Okay, let me try responding to this again. Blow by blow this time.

I hope perl is not so inefficient that it copies all the content of a list when it needs to process it, when simply pointing to the already allocated elements would be enough.

• "Hoping"

  Doesn't change anything.

• "perl is not so inefficient"

  AFAIK: Perl(5) is still more efficient (for most things) than other similar languages (Python, Ruby, BASH, CMD, Powershell etc.); in part because of the efficiency (minimalism) of its runloop and stack-based opcodes.

  However, it is less efficient than (uncompiled) Java or Javascript or Julia etc.; in part because of its stack-based opcodes.

  The stack-based opcodes lend themselves to "efficient dispatch" when running as a pure bytecode interpreter; but they do not lend themselves to great efficiency gains through JIT compilation.

  The J-languages were either designed from the outset (Julia) or have evolved over time under corporate sponsership (Java & Javascript), to lend themselves to efficient JIT compilation at runtime. Perl has not.

• "that it copies all the content of a list when it needs to process it"

  I didn't say anything about "copying ... a list". I said: "Turn the ... array, ... into a ... list".

  Perl's opcodes are stack based. All arguments are passed on the (perl! Not C) stack. The arguments to an array assignment: @{ @keys } = @values; are the two arrays @keys & @values. These are passed to the opcode on the stack.

  The process of converting an array to a list on the stack is not a copy operation per se; but rather an aliasing operation. The original SVs in the array are not copied, but their address are pushed onto the stack. A 10 million element array, results in 10 million SV*s being pushed to the stack.

  Space for those 10 million SV*s has to be allocated; and all the stack pointers and the associated "Mark stack" -- another stack that manages the Perl stack see illustration -- have to be maintained and updated.

  Ditto for the second argument array (@values). So, the process is not a "copy operation", but neither is it trivial.

• "when simply pointing to the already allocated elements would be enough."

  It does "simply point"; but it points at each of the 20 million elements individually.

  Couldn't this be changed to simply stack 2 pointers, one to each of the two arrays?

  Yes, if the arguments to the array assignment are both arrays, but what about this: @hash{ 1, @small, 10 .. 25, @more } = @array[ reverse 0 .. $#array ];

  The point of that contrived example is to show that the destination and sources lists of a, more properly termed list assignment (though known internally as array assignment), can be made up of elements drawn from (any combination of) array and hash elements, constants, ordinary scalars, slices of arrays or hashes etc.

  So, for those occasions when the destination list is entirely defined by one array, and the source list entirely defined by another array, it would be possible to only pass references to those two arrays on the stack, and thus avoid large scale allocations; but is would require special casing, and probably another opcode.

Even more so with arrays.

Um.

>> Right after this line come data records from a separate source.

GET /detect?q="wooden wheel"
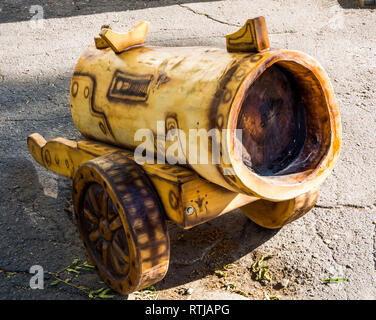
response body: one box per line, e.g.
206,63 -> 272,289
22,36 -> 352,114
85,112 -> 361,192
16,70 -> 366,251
240,189 -> 319,229
73,152 -> 170,294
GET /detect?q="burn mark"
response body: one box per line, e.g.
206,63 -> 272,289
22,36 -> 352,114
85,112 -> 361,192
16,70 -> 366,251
107,70 -> 153,103
71,72 -> 115,138
168,190 -> 179,210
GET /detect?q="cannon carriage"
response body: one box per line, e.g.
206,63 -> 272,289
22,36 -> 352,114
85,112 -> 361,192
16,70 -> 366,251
28,17 -> 341,294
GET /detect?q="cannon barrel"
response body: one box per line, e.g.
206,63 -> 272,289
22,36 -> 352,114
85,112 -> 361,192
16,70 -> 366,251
70,19 -> 341,201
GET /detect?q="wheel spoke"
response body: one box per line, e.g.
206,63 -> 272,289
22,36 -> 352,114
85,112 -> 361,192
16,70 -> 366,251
112,240 -> 129,263
88,187 -> 100,215
101,190 -> 108,219
84,209 -> 98,225
102,241 -> 109,266
110,248 -> 129,275
110,216 -> 123,231
89,230 -> 100,243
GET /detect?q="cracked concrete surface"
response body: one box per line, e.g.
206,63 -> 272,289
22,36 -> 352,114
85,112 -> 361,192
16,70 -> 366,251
0,0 -> 376,299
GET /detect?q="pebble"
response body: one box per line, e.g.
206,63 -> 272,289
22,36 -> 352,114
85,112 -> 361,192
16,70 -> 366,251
280,279 -> 290,288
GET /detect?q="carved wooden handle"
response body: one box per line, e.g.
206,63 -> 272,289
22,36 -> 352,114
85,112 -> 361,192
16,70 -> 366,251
94,21 -> 150,53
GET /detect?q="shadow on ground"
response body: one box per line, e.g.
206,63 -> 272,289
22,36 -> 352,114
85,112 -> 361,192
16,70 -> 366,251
156,214 -> 279,290
0,0 -> 220,23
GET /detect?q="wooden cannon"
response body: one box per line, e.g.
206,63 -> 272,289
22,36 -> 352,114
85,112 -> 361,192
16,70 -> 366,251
28,17 -> 341,294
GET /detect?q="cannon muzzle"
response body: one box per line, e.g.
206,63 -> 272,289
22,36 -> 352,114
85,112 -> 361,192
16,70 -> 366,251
70,18 -> 341,201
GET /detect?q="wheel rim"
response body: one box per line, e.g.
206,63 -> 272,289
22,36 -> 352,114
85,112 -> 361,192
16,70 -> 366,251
80,183 -> 130,278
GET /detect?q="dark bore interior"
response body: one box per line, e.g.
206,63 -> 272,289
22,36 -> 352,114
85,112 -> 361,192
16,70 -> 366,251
237,64 -> 307,176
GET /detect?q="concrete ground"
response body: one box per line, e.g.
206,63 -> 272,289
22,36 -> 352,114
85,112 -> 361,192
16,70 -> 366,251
0,0 -> 376,299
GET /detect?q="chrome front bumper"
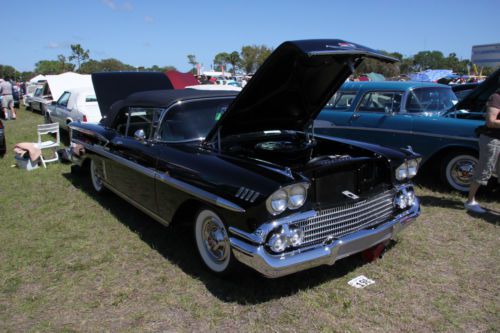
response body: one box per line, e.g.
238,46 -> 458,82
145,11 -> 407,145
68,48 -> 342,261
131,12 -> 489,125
229,199 -> 420,278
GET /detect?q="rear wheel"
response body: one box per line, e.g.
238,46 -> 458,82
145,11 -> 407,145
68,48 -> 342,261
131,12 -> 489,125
442,152 -> 478,192
194,208 -> 235,274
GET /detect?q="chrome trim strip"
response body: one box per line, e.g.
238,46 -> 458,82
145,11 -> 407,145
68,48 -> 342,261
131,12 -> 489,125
77,143 -> 245,213
156,172 -> 245,213
316,122 -> 479,142
307,49 -> 399,62
229,199 -> 420,278
68,125 -> 109,145
103,182 -> 170,226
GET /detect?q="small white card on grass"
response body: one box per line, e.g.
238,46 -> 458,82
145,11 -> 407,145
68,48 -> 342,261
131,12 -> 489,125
347,275 -> 375,289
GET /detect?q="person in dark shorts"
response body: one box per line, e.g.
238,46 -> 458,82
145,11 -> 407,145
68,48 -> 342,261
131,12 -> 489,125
464,89 -> 500,213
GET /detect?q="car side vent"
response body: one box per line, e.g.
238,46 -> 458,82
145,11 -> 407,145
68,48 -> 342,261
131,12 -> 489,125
235,186 -> 260,202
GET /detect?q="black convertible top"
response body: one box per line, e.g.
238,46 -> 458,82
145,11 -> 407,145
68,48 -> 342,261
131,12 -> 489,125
101,89 -> 239,127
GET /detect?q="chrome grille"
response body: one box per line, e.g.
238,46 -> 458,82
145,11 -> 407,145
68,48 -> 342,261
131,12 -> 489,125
293,191 -> 394,247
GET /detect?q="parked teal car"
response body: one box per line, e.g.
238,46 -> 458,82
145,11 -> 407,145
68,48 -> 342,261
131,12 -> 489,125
315,71 -> 500,191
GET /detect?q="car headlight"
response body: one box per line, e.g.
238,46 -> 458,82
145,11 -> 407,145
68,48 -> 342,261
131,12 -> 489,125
267,190 -> 288,215
266,183 -> 309,215
396,158 -> 420,181
267,224 -> 304,254
396,162 -> 408,180
406,158 -> 420,178
287,184 -> 307,209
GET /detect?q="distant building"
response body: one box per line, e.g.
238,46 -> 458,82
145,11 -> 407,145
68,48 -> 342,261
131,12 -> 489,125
471,43 -> 500,67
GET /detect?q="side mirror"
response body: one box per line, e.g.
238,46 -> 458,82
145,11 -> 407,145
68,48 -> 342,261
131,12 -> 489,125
134,128 -> 146,142
384,106 -> 394,116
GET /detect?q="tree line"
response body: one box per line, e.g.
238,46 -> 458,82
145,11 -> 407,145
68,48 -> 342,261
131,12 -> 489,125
0,44 -> 494,81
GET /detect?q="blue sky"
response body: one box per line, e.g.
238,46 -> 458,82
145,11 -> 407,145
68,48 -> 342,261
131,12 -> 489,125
4,0 -> 500,71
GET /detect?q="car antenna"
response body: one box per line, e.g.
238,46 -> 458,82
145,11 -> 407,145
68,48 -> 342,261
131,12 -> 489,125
217,126 -> 222,153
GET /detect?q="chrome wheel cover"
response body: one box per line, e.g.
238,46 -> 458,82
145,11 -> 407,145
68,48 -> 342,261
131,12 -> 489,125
202,217 -> 229,263
446,155 -> 478,191
195,209 -> 231,273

The example contains arrays. So if the previous sentence was not talking about arrays, what was it talking about?

I'd also expect some COW mechanism to remove a lot of allocating and copying.

CopyOnWrite generally applies to entire data segments of a process that is cheaply shared with another process; that's obviously not applicable here.

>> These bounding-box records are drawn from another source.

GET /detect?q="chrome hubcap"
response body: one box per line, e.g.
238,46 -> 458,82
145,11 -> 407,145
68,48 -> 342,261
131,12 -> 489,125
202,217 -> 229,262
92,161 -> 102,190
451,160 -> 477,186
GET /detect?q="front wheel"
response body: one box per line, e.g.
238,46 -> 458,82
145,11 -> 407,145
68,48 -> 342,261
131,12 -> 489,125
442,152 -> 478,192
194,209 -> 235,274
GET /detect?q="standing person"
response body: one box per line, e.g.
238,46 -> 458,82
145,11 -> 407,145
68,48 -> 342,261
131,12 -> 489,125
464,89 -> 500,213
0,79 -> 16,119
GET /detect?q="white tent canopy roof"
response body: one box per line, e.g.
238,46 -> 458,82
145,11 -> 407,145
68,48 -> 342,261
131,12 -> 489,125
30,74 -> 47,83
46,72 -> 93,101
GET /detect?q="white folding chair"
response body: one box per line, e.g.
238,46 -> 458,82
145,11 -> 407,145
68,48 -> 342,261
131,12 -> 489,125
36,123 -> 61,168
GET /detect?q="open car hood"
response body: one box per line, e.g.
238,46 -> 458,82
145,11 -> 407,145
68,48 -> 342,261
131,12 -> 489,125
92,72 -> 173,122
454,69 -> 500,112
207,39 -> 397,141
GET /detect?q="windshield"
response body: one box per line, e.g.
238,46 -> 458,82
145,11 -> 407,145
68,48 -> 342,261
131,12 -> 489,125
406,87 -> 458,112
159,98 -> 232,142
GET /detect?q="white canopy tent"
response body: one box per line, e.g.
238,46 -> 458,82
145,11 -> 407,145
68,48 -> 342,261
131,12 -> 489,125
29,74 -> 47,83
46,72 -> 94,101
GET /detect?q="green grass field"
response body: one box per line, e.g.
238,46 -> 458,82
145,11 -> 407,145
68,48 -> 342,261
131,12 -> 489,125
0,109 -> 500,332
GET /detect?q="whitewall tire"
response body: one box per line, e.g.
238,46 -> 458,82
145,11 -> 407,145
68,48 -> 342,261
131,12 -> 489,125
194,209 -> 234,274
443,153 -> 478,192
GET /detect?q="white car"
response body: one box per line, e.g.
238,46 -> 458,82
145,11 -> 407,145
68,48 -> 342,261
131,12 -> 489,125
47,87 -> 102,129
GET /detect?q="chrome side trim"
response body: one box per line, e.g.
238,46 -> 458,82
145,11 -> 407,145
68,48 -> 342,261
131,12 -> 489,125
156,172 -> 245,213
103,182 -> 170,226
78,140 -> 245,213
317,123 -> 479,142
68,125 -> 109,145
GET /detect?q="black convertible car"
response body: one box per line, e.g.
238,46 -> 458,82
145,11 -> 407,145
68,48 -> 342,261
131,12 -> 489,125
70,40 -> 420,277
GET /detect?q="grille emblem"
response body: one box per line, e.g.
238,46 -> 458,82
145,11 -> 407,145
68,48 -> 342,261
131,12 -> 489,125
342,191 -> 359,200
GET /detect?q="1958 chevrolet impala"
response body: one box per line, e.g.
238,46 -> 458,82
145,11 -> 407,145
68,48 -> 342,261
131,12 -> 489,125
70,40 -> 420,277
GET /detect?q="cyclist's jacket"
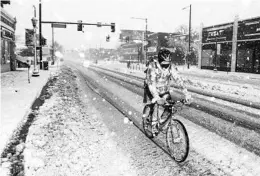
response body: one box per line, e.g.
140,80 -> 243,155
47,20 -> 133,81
144,60 -> 186,103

Perl does have some internal flags and references with "COW" in their names; where by the copying of scalars is avoided (by aliasing) until and unless they are written to; but as the argument lists (destination & source) to op_aassign are inherently readonly, that does not apply here either.

Keys might be more trouble though, as all data stored in them have to be stringified first (and I wouldn't be surprised to learn that hash keys always hold a copy of the initial string, since as far as I can tell they are not standard scalar values).

Since CoW is not applicable to the destination and source lists; most of that is irrelevant, but I can confirm that hash keys are not normal scalars, and even if they are already in memory as scalars, the text will be copied into the HV structure.

I agree that the memory usage, and number of copies is certainly higher when you go all the way to slicing, but I don't expect "at least 4 times more" memory.

For the statement: @hash{ @keys } = @array; here is the memory usage:

C:\test>p1
print mem;;
9,356 K

$#keys = 10e6; $#values = 10e6; $keys[ $_ ] = "$_", $values[ $_ ] = $_
+ for 0 .. 10e6;;
print mem;;
2,000,088 K

@hash{ @keys } = @values;;
print mem;;
4,394,716 K

print size( \%hash );;
783106748
[download]

So, final memory usage: 4,394,716 K - initial memory usage: 9,356 K = memory used by the two arrays, the final hash and all the intermediate allocations for the stack, smaller versions of the hash during construction and other bits & bobs: 4,385,360 K or 4490608640 bytes.

And, 4490608640 / 783106748 = 5.734350586901084908030954676437. Your expectations are wrong.

I can't see any value going further.